Mi ricordo oltre venti anni fa, un progetto, allora un CD-ROM pubblicitario. Il cliente che lo commissionava, in apparenza tutto sembra lineare. Il problema era che il CD per lui era un mezzo (nella sua testa) per ottenere dei risultati che esulavano dal numero di vendite. Del CD stesso non gli fregava assolutamente nulla. Chiaramente di tutto questo a noi non aveva detto nulla, anzi come anticipato sembrava una cosa lineare. Ed invece letteralmente ad un centimetro dalla fine ci chiama in una riunione. Un panegirico di parole, tra l’altro con disegni su un foglio alquanto sconclusionati che avrebbero dovuto essere una sorta di workflow; sembrava una pessima imitazione di un quadro di Picasso.

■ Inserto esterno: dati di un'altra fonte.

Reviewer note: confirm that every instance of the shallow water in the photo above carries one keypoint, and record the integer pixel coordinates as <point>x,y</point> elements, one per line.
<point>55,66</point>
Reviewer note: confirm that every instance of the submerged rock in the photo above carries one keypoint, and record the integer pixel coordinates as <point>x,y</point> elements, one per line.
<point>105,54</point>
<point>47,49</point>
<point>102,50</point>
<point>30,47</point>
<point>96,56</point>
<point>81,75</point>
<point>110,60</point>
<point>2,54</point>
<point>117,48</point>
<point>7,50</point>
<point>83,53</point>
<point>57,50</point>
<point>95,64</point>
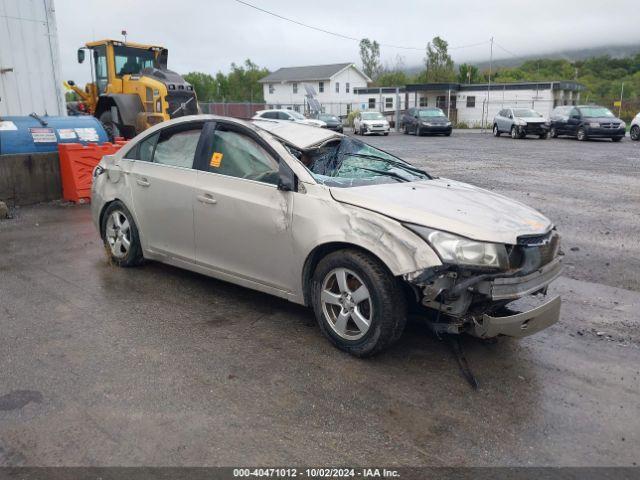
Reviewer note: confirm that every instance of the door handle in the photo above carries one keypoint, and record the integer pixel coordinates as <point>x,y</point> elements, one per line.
<point>207,198</point>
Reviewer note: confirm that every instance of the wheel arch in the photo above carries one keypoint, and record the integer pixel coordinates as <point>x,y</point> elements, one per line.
<point>321,251</point>
<point>128,105</point>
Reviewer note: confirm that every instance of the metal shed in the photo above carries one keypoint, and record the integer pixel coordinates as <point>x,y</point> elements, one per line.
<point>30,79</point>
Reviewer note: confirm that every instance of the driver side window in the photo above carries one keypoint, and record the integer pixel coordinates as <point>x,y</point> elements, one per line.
<point>238,155</point>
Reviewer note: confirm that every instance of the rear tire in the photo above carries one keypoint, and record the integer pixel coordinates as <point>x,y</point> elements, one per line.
<point>375,317</point>
<point>120,236</point>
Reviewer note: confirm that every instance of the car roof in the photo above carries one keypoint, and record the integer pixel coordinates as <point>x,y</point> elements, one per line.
<point>297,135</point>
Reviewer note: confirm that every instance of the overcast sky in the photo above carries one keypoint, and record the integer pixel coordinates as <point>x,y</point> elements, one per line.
<point>208,35</point>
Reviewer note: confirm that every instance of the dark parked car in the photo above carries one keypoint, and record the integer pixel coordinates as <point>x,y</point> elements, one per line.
<point>425,120</point>
<point>333,122</point>
<point>586,121</point>
<point>520,122</point>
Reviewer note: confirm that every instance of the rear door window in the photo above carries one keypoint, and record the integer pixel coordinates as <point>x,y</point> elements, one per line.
<point>236,154</point>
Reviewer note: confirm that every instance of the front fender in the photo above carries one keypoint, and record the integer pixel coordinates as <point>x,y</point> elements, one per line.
<point>320,220</point>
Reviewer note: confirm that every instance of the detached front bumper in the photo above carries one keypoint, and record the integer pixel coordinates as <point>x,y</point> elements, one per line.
<point>519,324</point>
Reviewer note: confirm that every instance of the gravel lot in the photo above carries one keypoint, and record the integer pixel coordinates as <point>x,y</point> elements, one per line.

Aveva completamente sbagliato target, gli scopi che aveva in testa non li poteva ottenere con quel CD-ROM, ma era di fatto un modo affermare una cosa senza dirla con le parole. Oltretutto nemmeno messa in evidenza ma quasi come effetto secondario, tanto che alla presentazione ufficiale qualcuno se ne era accorto. Risultato? Soldi buttati fuori dalla finestra per nulla, visto che il risultato cambiato per giunta in corsa, non aveva centrato nessun obbiettivo. Se mi avesse detto subito le cose come stavano gli avrei detto onestamente un “lasci perdere”.
L’esempio, per tornare in-topic, ci fa capire che chiedere alla AI cose, è semplice in apparenza. In realtà tocca puntualizzare molto, perché come umani abbiamo la tendenza a sottointendere moltissimi concetti anche parecchio complessi.
Scrivere un prompt, che poi non è nemmeno solo quello perché bisogna contestualizzare l’agente e le skills, oltre al piano di implementazione, porta via uno sproposito di tempo ed analisi. Un programmatore anche qui ha dei vantaggi perché esperienza e visione globale aumentano in modo esponenziale l’efficacia.
Al momento vedo che il flusso è più o meno questo. Il potenziale cliente crede di aver trovato l’uovo di Colombo, in realtà sta prototipando, ma crede che per questo tramite potrà andare in produzione. Poi cominciano gli impicci, prima pochi, poi sempre più consistenti. Alla fine si blocca e tocca chiedere aiuto. Diciamo che un vantaggio c’è, la parte di prototipo, assieme alle specifiche verbali o scritte del cliente, danno una maggiore comprensione di quello che voleva.